Nonsense, for all of the reasons outlined above. A runaway convention is extremely unlikely, and anything it proposed would be subject to ratification by 38 states anyway.
But there is one more very important reason why this is nonsense. In many states, including Wyoming, it is illegal for delegates to an Article V convention of states to vote on anything other than the subject for which the convention is called. In fact, in many states, the delegates would commit a felony if they tried to vote on matters outside the call for the convention.
Wyoming is one of the states where a delegate could go to jail if he or she attempted to vote on a matter beyond the scope of the call. At the same legislative session where HJR 2 (the balanced budget measure) was adopted, the Wyoming legislature also adopted House Enrolled Act 123, now codified as Wyo. Stat. § 9-22-101 et seq. Specifically, § 9-22-102 provides that “No delegate [to an Article V convention] shall have authority to vote to allow consideration of, or to approve, an unauthorized amendment for ratification to the United States constitution.” The term “unauthorized amendment” means “a proposed amendment that is outside the permitted subject matter contained in the article V application or contrary to legislative instructions.” In other words, the Wyoming delegation is required, by law, not to “run away” even if the rest of the convention might try to.
Just to be sure that this limitation has teeth, § 9-22-102 further provides that any vote made in violation of this limitation “shall be null and void” and the delegate shall be immediately replaced by a new delegate. Finally, to add suspenders to those two belts, the delegate who illegally voted on a matter other than the purpose for the convention “shall be guilty of a felony punishable by imprisonment for not more than five (5) years, a fine of not more than ten thousand dollars ($10,000.00), or both.”

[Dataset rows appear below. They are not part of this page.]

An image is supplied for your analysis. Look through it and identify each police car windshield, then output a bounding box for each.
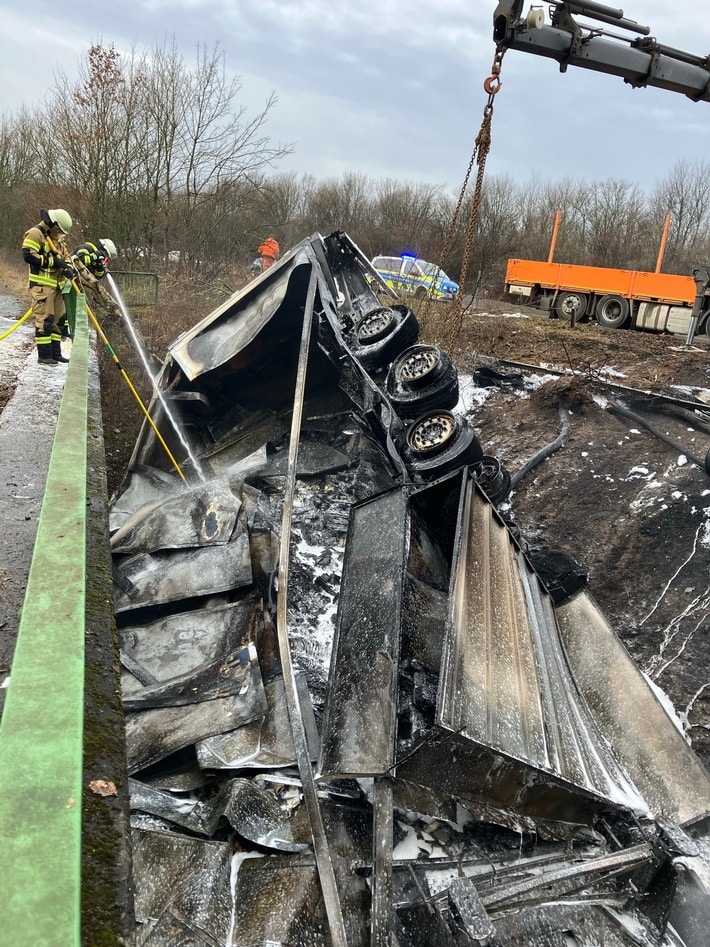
[419,260,449,279]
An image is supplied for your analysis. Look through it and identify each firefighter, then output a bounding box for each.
[22,208,74,366]
[258,235,281,270]
[69,237,119,334]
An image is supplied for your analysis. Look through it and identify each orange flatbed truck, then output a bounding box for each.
[505,259,710,336]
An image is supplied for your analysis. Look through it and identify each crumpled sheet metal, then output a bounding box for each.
[557,591,710,825]
[109,464,184,533]
[318,489,408,776]
[133,828,232,947]
[111,480,242,555]
[126,648,267,773]
[129,779,311,852]
[114,528,252,614]
[195,674,319,770]
[111,235,702,947]
[119,592,264,697]
[123,645,258,712]
[234,798,373,947]
[319,478,644,822]
[437,481,645,820]
[168,248,312,381]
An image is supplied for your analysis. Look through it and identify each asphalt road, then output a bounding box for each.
[0,296,66,709]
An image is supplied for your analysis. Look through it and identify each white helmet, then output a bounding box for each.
[99,237,118,260]
[47,208,72,233]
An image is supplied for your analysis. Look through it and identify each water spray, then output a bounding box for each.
[106,271,206,483]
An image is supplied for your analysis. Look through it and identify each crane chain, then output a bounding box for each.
[440,46,505,351]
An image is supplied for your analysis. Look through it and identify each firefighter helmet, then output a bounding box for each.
[99,237,118,260]
[47,208,72,233]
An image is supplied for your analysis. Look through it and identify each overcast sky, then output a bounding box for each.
[0,0,710,193]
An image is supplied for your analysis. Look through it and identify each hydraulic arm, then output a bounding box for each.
[493,0,710,102]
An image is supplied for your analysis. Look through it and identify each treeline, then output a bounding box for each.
[0,45,710,289]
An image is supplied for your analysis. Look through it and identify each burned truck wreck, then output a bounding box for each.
[110,233,710,947]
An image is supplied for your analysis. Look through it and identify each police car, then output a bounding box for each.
[372,254,459,299]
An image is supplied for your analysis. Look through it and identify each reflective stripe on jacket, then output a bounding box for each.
[22,224,67,289]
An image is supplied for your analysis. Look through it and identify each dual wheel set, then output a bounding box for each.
[355,306,510,502]
[555,291,630,329]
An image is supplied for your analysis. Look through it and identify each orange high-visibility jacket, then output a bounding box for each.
[259,237,281,260]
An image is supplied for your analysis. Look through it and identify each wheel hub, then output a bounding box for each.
[357,309,394,341]
[407,411,456,453]
[400,349,439,383]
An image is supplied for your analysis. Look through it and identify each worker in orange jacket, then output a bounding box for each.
[258,236,281,270]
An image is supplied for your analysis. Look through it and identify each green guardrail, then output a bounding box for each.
[111,270,160,309]
[0,297,89,947]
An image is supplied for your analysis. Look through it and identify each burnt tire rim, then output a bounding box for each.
[407,411,456,454]
[357,308,394,344]
[396,346,441,386]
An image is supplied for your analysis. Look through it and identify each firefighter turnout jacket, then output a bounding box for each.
[22,221,69,291]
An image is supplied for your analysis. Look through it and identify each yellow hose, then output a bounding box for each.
[46,236,185,480]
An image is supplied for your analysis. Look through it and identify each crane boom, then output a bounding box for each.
[493,0,710,102]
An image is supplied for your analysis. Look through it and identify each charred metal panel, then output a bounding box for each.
[129,779,311,852]
[557,592,710,825]
[319,490,409,777]
[133,828,232,947]
[196,675,318,769]
[114,531,252,613]
[111,481,242,554]
[119,593,264,698]
[169,248,311,381]
[397,480,643,822]
[126,661,267,773]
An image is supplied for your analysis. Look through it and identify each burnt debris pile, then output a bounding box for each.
[111,233,710,947]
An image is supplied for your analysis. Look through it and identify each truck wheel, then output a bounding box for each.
[385,345,459,419]
[388,345,450,389]
[473,455,511,506]
[596,296,629,329]
[555,291,587,322]
[353,306,419,369]
[402,410,483,479]
[355,306,395,345]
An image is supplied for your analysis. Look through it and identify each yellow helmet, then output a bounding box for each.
[47,208,72,233]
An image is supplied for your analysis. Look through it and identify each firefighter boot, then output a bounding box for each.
[52,339,69,362]
[35,338,57,366]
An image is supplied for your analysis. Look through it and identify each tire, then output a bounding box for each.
[355,306,396,345]
[555,290,587,322]
[595,296,629,329]
[401,410,483,480]
[353,306,419,369]
[385,345,459,420]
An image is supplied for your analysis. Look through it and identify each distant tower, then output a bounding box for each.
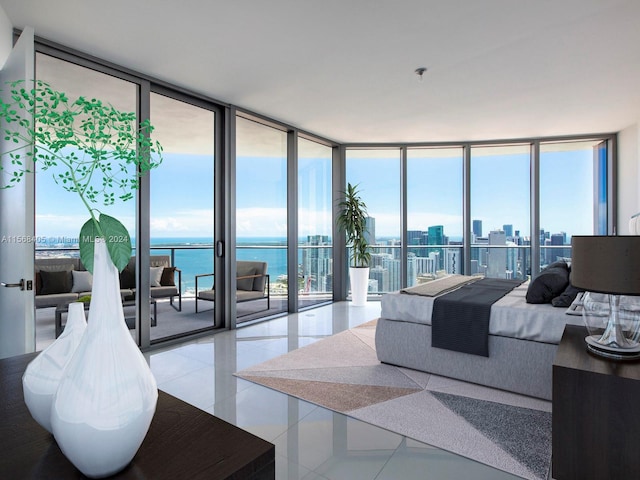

Wyoming is not alone in enacting such limitations on the authority of delegates to an Article V convention. I did some quick research and found eight additional states with similar restrictions: Florida, Georgia, Indiana, North Dakota, South Dakota, Tennessee, Texas and Utah. (Notice how “red” those states are.) Many of them also make “unauthorized voting” a felony, while others just say those votes would be void and the delegates casting the votes will be dismissed from the delegation. Together with Wyoming, that makes nine states (so far) that are legally prohibited, by statute, from “running away.” (A similar measure is now pending in Wisconsin, and perhaps other states, as well.)
So if an Article V convention were held, it would need a majority of states to agree before it could “run away.” We can be certain that at least these nine states could never join that movement. Which makes the prospect of a runaway convention even more unlikely.
In short, none of the fears that Drake tries to whip up in his column stand up to scrutiny. There may be legitimate policy reasons to object to a balanced budget amendment (in fairness, Drake does hint at several). Drake’s cause would be much better served by arguing about the merits of the balanced budget amendment, rather than by stoking irrational fears, making exaggerated claims, and completely misrepresenting the process by which the amendment is to be proposed.
Ken Chestek is an Associate Professor of Law at the University of Wyoming College of Law, and chair of the nonpartisan group Wyoming Promise. The views he expresses in this column are his alone.